Раскол казахской народной массы на диаметрально противоположные по имущественному положению классы увеличивалось из года в год. Это способствовало появлению в народе нового многочисленного класса – класса дифференцированных от собственности, класса пролетариев – так называемых «джетаков» (Пролетариев в некоторых местах, например, в Тургайской области, зовут еще «байгушами»). У них не было ничего: ни скота, ни мало-мальски терпимого жилища, никакого инвентаря. Одним словом, у них не было никаких средств к жизни, за исключением одной способности - работать. Их собственностью была только рабочая сила.
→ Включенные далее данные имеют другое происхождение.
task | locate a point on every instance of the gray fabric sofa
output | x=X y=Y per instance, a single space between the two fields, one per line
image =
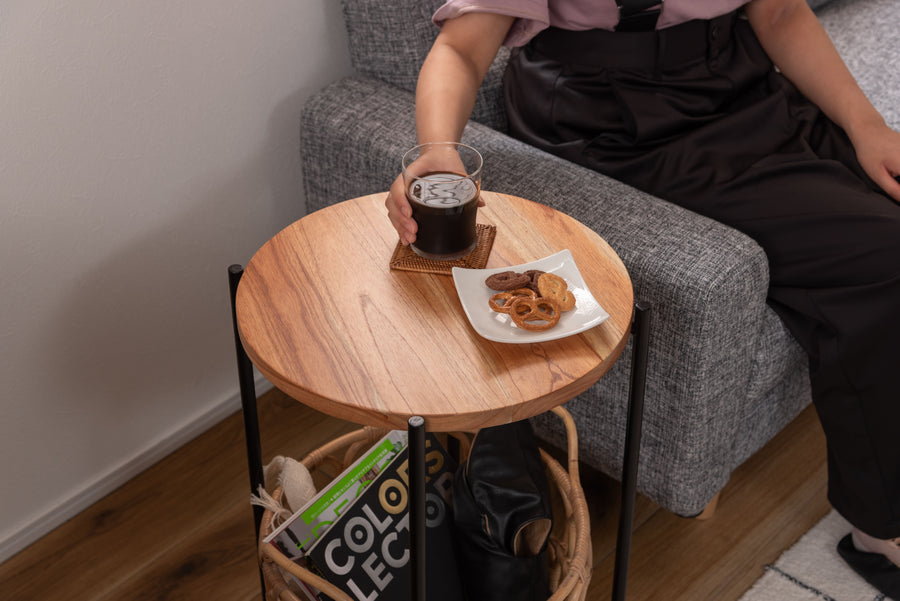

7 ноября 1887 года на заседании общего собрания членов Семипалатинского областного статистического комитета секретарь комитета Маковецкий прочитал доклад, в котором отметил расслоение казахского народа, зарождение среди него пролетариата, и ярко описал жизнь казахской бедноты, вынужденной закабалять себя на работы. Выдержки из этого доклада, опубликованные в «Протоколе общего собрания Семипалатинского статистического комитета», довольно четко описывают не жизнь, а жалкое прозябание казахского пролетария:
«Что такое джетак? Потеряв почему либо скот - единственное средство для обеспеченного существования в степи, киргиз прибивается к какому-либо соседнему оседлому пункту. Здесь при совершенно иных, новых, непривычных условиях жизни киргиз теряет под собой почву, он становится беспомощен, как рыба, вытащенная на берег и лишенная родной стихии. Бледный, исхудалый, в лохмотьях, это иногда жалкое подобие человека, на которого нельзя смотреть без сострадания. Не привыкший к работе, он, однако, по необходимости должен искать работы, чтобы пропитать себя и свое заморенное семейство. Еще куда ни шло летом, - летом джетака, по крайней мере, греет солнце, он дышит чистым степным воздухом, его неприхотливые жизненные потребности удовлетворяются, хотя с грехом пополам, какой-нибудь дырявой и почернелой юртой да небольшим количеством айрана. Не то зимой. Жестокие морозы и снежные бураны заставляют джетака искать более надежного прикрытия, и вот он идет в поселок к казаку присматривать и ухаживать за скотом домовитого хозяина. На скотном пригоне, стоящем иногда отдельно от жилого двора казака, к услугам джетака небольшая избушка из плетня, щели которой замазаны глиной, забиты землей, а подчас и навозной почвой, взятой с того же скотного пригона. Можно себе представить, какой жалкой защитой являются эти стены в морозные дни, и какая антигигиеническая атмосфера получается в такой хате в оттепель. Остальная обстановка вполне гармонирует с этим. Маленькое окно, иногда затянутое пузырем, едва пропускает свет, глиняный пол, застланный сеном, на стенах хомуты и другая сбруя для рабочих лошадей казака, тут же убогая и грязная рухлядь киргиза - вот обстановка, в которой проводят зиму джетаки со своей семьей. Прибавьте к этому, что в ту же избушку помещается нарождающийся скот, и станет ясно, в каких гибельных, ужасных условиях приходится перебиваться киргизу, извергнутому степью».
Доклад Маковецкого и отмечает существование казахского пролетариата, и иллюстрирует те ужасные условия, при которых текла жизнь этого класса казахского народа.